Chechen officials said their policemen were carrying out a search operation for local militant leader Doku Umarov.

But Ingushetia’s security council dismissed this as excuse, and said no such operation had been approved by the Ingush authorities. The Ingush claimed the Chechens were trying to “put psychological pressure on the local residents” to secede from Ingushetia and join Chechnya.

Ingushetia’s leader Yunus-Bek Yevkurov held an emergency security meeting over the incident, stating no Chechen law enforcement officials should be allowed on Ingush territory.

“Anyone who frightens my people is a criminal, and tough measures will be taken against him, with firearms if needed,” Yevkurov told his subordinates. The Ingush authorities said on Monday Yevkurov had ordered reinforcement of the checkpoints bordering Chechnya.

A quarrel between the predominately Islamic republics of Ingushetia and Chechnya flared last summer, when Chechen leader Ramzan Kadyrov said Chechnya could claim wide swathes of Ingush territory. Yevkurov dismissed the claim.

Kadyrov’s claim to parts of eastern Ingushetia originate from the early 1990’s, when the former Chechen-Ingush Republic split into two after the collapse of the Soviet Union, after Chechnya’s self-styled President Jokhar Dudayev unilaterally declared independence. Ingushetia elected to remain a constituent region of the Russian Federation.

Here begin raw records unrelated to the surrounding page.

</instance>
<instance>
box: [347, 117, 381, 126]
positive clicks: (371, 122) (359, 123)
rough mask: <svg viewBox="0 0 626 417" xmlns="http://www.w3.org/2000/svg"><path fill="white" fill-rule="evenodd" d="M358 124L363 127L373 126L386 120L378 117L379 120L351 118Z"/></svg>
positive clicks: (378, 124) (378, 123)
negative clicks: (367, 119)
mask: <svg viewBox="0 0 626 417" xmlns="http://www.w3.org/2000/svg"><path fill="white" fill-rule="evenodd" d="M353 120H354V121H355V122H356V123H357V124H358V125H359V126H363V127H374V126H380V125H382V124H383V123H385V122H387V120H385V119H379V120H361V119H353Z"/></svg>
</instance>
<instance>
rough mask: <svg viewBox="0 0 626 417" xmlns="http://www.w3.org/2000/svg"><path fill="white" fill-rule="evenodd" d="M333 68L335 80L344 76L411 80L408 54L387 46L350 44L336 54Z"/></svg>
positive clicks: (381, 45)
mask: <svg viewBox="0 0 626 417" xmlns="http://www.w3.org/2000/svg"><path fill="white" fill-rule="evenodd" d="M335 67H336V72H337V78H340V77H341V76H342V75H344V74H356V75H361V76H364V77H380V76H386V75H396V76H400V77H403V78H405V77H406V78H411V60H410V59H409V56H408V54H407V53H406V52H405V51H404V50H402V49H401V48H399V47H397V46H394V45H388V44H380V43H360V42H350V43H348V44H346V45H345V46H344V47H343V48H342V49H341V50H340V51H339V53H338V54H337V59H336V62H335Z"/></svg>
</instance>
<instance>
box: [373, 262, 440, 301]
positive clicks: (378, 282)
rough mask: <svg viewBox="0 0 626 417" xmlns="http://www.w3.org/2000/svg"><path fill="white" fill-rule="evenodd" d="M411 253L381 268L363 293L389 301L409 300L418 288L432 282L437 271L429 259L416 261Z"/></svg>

While the Chechens and Ingush are distinct nationalities, they share languages with common origins, religion and culture, and both often refer to themselves by the vernacular term Vainakh, according to historians.

Chechnya was subsequently ravaged by two wars between separatists and federal forces, ending with the reinstatement of a Kremlin-loyal government.

The two republics are part of the North Caucasus federal district, which is the scene of an on-going Islamist militant insurgency.